9. Retirement accounts
Retirement accounts, such as 401(k) plans, traditional individual retirement accounts (IRAs), and Roth IRAs, can be used as a tool for asset protection. These accounts are designed to help individuals save for retirement, but they also offer some protection from creditors and legal liabilities.
10. Equity stripping
Equity stripping is a technique that is used to reduce the value of assets in order to protect them from creditors. There are several ways to strip equity from assets, such as transferring ownership of the assets to a limited liability company (LLC) or creating a family limited partnership (FLP).
Pros of equity stripping for asset protection:
- Reduces the value of assets: By transferring ownership of assets to an LLC or FLP, the individual can reduce the value of the assets and make them less appealing to creditors.
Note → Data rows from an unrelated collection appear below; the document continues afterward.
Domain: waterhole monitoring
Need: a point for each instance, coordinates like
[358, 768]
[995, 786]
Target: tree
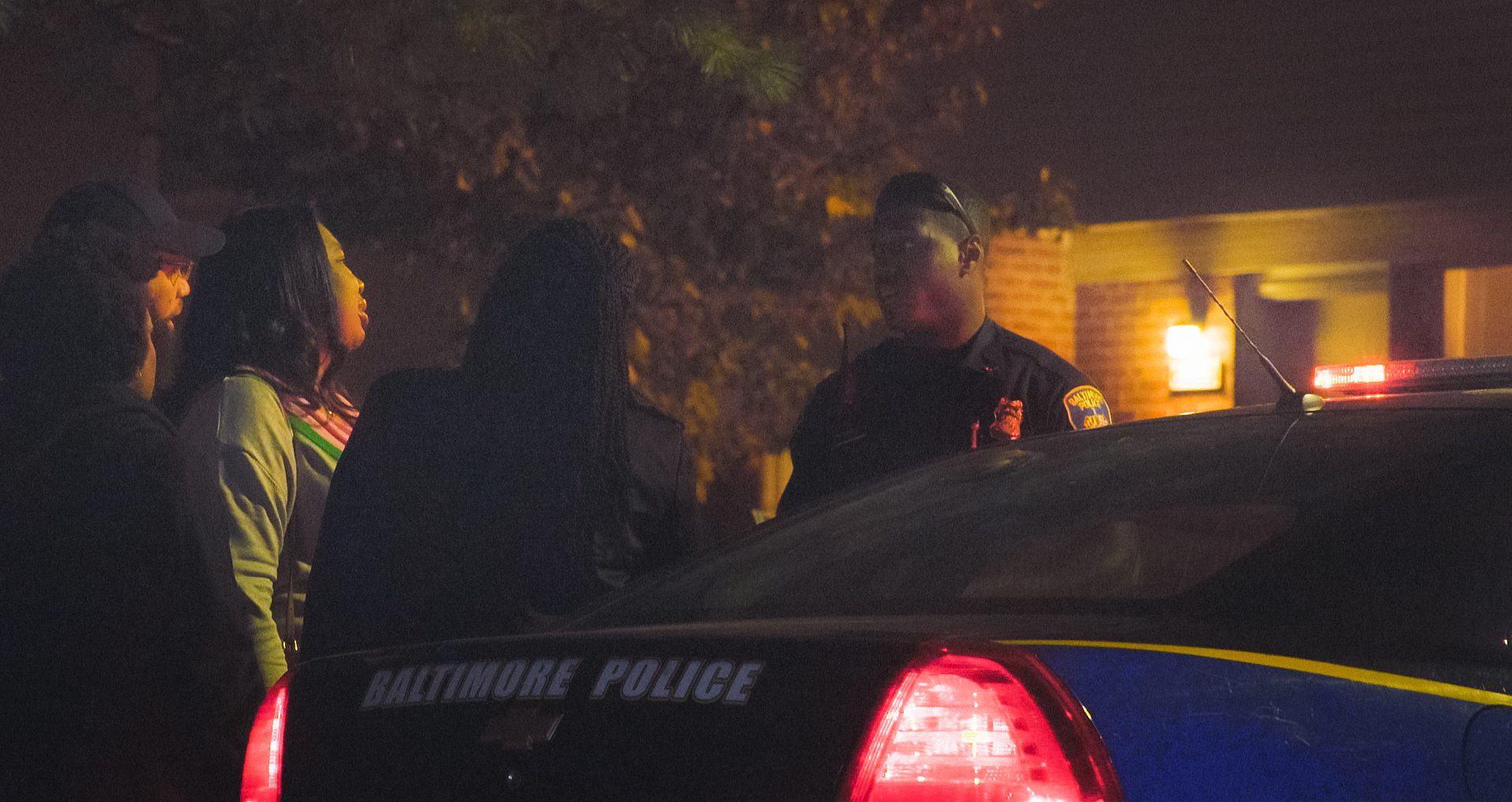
[734, 144]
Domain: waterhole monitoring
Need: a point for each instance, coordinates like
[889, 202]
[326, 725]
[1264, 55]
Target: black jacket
[126, 675]
[899, 405]
[425, 538]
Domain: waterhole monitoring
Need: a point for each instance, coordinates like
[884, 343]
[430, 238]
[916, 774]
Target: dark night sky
[1166, 108]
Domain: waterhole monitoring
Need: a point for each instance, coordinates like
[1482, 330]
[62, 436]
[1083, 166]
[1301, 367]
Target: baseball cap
[133, 209]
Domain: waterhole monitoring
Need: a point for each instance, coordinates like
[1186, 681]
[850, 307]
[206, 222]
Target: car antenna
[1292, 401]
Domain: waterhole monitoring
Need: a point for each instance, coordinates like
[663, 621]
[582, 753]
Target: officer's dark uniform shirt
[900, 405]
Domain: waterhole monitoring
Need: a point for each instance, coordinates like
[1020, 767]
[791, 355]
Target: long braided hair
[548, 353]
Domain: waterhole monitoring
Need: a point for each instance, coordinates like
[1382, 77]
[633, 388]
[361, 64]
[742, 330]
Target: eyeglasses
[958, 209]
[172, 264]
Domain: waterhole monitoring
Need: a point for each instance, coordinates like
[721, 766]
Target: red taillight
[959, 728]
[262, 774]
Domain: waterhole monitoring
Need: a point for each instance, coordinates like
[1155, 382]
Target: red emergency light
[1406, 375]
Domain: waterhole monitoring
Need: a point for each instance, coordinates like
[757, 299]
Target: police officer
[950, 379]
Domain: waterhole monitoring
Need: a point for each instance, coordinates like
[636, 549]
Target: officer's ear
[973, 256]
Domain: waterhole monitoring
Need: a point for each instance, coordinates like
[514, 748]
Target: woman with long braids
[489, 499]
[264, 417]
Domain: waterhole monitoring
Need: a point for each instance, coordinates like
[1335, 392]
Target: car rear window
[1396, 514]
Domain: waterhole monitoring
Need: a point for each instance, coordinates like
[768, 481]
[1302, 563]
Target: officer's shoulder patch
[1088, 408]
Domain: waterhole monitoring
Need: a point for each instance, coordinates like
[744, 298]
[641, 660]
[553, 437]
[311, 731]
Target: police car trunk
[749, 715]
[1295, 603]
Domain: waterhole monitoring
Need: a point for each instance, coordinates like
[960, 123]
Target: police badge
[1088, 408]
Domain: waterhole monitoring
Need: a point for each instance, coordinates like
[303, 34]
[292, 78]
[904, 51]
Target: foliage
[734, 144]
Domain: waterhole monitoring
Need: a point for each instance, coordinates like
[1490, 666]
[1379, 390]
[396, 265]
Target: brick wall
[1030, 289]
[1121, 337]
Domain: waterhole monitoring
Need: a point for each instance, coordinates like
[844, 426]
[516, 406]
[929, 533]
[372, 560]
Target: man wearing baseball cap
[126, 227]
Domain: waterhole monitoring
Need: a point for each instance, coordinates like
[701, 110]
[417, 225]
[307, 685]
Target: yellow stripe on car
[1295, 663]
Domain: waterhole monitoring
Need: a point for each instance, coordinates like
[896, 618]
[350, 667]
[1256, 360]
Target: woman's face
[351, 307]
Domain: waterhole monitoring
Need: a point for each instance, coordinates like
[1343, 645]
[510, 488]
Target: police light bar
[1470, 373]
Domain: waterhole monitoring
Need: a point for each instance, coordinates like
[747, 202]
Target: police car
[1304, 601]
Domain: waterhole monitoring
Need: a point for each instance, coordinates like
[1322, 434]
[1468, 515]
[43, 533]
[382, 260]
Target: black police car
[1306, 601]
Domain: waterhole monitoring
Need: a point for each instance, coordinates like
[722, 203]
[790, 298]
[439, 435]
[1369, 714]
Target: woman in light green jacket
[262, 416]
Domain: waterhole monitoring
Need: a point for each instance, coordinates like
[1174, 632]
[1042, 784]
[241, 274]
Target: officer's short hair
[928, 190]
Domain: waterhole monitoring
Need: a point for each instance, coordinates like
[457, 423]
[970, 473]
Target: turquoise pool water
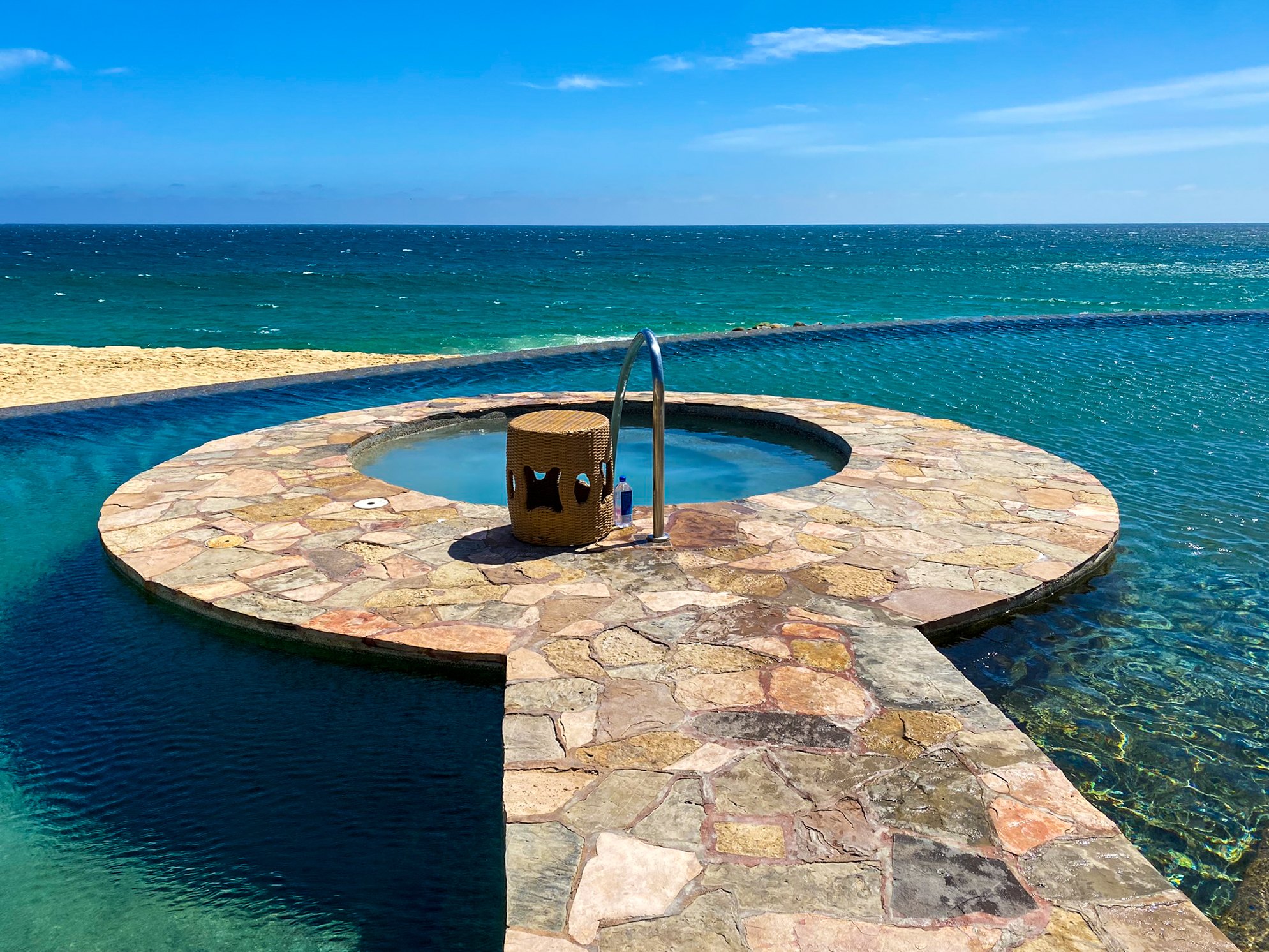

- Provides liability protection: LLCs and FLPs provide liability protection for their owners, which can help to protect their personal assets from legal liabilities and creditors.
Cons of equity stripping for asset protection:
- May be challenged in court: Equity stripping techniques may be challenged in court if they are deemed to be fraudulent or if they were created with the intention of defrauding creditors.
- May be costly to set up and maintain: Setting up and maintaining an LLC or FLP can be expensive, as they require the services of a lawyer and may have ongoing legal and administrative costs.
It is important for individuals to carefully consider the pros and cons of equity stripping as it relates to asset protection and to seek the advice of a qualified attorney before implementing any asset protection strategies.
An annuity is a financial product that provides a stream of payments to an individual in exchange for a lump sum payment or a series of payments. Annuities can be used as a tool for asset protection, as the assets used to purchase the annuity are generally protected from creditors.
12. Whole life insurance
Whole life insurance is a type of permanent life insurance that provides coverage for the policyholder’s entire life. Whole life insurance policies also have a savings component, called the cash value, which accumulates over time and can be used by the policyholder for various purposes, including asset protection.